The gastronomic maestros at Machete Bar and Grill whip up authentic Mexican dishes in a bright and festive setting. Silence a growling stomach or snoring incisor with a plate of homemade chili rellenos filled with chicken, shrimp, cheese, or beef ($10.99). Fajita chimichangas come deep fried and plated with rice, beans, and guacamole ($9.49), while traditional quesadillas are jammed with meat and melted cheese before being doused with guac, sour cream, and pico de gallo ($9.79). The Amayas Deluxe provides a smorgasbord of grilled shrimp, chicken-fajita meat, and grilled quail ($14.99) to slay fuming hunger dragons as dashingly as Beowulf trying to impress a new girlfriend. Machete Bar and Grill’s brightly colored walls sport the work of local artists, giving rambunctious eyes something better to do than wink suggestively at impressionable salt shakers.
For more than 15 years, the cooks at Beto's Mexican Restaurant have been using family recipes to craft traditional Mexican dishes remixed with Texan inspiration. Patrons may kick-start their meals with a batch of guacamole, which a server will prepare right at the table, before moving onto bigger eats such as a hand-rolled and fried poblano pepper packed with beef, monterey jack cheese, and caramelized onions. A seven-member list of margaritas, each named after a Mexican city, helps to cool tongues set aflame from overzealous salsa-sampling. Fueling more than just bellies, Beto's Mexican Restaurant also pumps goodness into the community by hosting fundraisers and offering scholarships to college-bound high-school seniors.
Orbs of freshly made dough chug along the lustrous metallic conveyor belts of Marquez Bakery and Tortilla Factory's enormous tortilla-making mechanism, polka-dotting the chainlink pathways as they're flattened, baked, and morphed into the eatery's trademark fare. The chefs at the family bakery load the disks with traditional Mexican meats, such as chorizo and chicharrón, by hand, whisper "goodbye" to each morsel, and send them off to catered events or the onsite restaurant. They also sate sweet teeth with meticulously constructed custom cakes, harking back to founder Jose Marquez's legacy of selling donuts, pies, and sweet bread from his own home.

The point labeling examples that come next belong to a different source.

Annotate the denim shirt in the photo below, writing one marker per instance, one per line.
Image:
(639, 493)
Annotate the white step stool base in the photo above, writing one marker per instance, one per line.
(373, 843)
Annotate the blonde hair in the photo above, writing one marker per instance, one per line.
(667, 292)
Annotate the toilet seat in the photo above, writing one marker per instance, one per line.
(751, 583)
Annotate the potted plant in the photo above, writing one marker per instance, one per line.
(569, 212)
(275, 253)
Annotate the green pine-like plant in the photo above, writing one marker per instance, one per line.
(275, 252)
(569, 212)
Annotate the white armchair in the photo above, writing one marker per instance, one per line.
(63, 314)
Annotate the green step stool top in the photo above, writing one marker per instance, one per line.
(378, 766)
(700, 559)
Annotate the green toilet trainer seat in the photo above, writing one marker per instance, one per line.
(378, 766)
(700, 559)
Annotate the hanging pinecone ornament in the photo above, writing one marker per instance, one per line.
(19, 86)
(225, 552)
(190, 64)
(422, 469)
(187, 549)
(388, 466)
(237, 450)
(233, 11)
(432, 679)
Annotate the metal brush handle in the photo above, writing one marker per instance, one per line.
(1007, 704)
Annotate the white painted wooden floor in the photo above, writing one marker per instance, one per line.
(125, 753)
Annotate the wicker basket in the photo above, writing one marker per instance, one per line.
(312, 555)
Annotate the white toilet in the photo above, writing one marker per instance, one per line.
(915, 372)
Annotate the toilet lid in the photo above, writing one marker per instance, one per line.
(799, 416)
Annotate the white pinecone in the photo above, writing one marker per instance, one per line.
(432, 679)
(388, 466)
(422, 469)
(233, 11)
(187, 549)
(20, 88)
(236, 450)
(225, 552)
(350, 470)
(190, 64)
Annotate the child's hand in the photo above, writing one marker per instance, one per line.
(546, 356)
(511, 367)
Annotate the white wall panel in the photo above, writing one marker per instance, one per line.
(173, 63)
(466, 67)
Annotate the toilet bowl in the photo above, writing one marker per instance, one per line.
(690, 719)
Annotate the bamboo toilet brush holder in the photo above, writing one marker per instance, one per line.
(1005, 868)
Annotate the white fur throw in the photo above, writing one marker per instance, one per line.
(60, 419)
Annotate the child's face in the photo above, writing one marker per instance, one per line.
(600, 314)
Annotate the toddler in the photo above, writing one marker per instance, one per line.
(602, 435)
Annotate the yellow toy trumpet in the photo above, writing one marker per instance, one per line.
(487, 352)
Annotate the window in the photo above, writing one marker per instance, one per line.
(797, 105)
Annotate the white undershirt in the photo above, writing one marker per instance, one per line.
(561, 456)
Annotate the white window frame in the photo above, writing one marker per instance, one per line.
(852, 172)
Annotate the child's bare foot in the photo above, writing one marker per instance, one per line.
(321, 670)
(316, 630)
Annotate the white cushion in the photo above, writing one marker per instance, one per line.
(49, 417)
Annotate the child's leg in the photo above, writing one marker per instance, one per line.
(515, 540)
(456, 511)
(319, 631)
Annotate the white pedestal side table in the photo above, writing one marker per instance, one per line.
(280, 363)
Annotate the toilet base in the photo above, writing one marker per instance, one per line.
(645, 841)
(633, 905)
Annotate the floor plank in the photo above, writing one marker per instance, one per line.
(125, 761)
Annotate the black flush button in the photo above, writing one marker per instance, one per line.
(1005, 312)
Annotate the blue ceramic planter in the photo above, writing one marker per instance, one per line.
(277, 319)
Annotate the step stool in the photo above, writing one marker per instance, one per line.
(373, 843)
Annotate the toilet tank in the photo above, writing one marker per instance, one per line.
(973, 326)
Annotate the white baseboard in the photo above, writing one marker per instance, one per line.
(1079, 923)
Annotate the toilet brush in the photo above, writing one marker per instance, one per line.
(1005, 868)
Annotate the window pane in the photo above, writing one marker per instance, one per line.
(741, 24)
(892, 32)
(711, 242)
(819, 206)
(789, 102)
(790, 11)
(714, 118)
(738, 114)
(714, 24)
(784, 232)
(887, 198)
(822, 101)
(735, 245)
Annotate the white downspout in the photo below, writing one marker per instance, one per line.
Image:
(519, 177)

For a Tex-Mex experience that feels decidedly urban, downtown lunchgoers and happy hour enthusiasts head to casual Iron Cactus, located in the thick of the city’s hustle and bustle on Main Street. Alongside expected dishes like chile con queso, fajitas, quesadillas and carnitas street tacos, diners will also find crispy Baja fish tacos, New Mexico-style pork enchiladas with salsa verde and cornbread-crusted fish with jalapeño and mushroom cream sauce. Rustic brick walls adorned with folky art and cushy, bright-colored booths make a comfortable perch from which to sip on potent margaritas – concocted with your choice of several dozen tequilas, ranging from budget-friendly to extravagant – while signature cocktails like the El Corazon, served with tequila and fresh prickly pear purée, make for a delicious dinner companion as well.
For the last 25 years, Ricardo and Michelle Avila have been dabbling with spices and tenderizing meats, meticulously perfecting the recipes that populate Mextopia’s menu. From brisket gorditas to guisado de puerco—a house specialty of braised pork loin in chili cascabel sauce—the traditional and Tex-Mex entrees pair with a roster of beers from Mexico and Central and South America. During happy hour on Thursdays and Saturdays, the draft beers are served with complimentary plates of sweet-and-spicy bacon in an effort to provide the community more protein in preparation for hibernation. The savory-sweet combos can be enjoyed on the outdoor patio or inside, where the purple glow of neon lights washes over the granite-topped bar and warm orange walls cultivate a festive atmosphere.
Acclaimed chef Abraham Salum opened chic regional Mexican spot Komali in early 2011, just one door down from his eponymous Uptown restaurant Salum. A far cry from the gloppy, cheese-smothered Tex-Mex that’s so popular around Dallas, the food at Komali is rustic yet refined, and just about everything is made by hand including the corn tortillas and tamales. The sleek, minimal dining room with its white walls, cushy banquettes and concrete floors keeps the focus on the food; think braised pork cheeks with salsa verde and hominy grits, chicken mole, quail stuffed with huitlacoche bread pudding or grilled flank steak with cilantro chimichurri. Lunch means tacos, sopes or tostadas with a variety of fillings, from carnitas to crispy fried snapper – and don’t miss the sugar-dusted churros for dessert.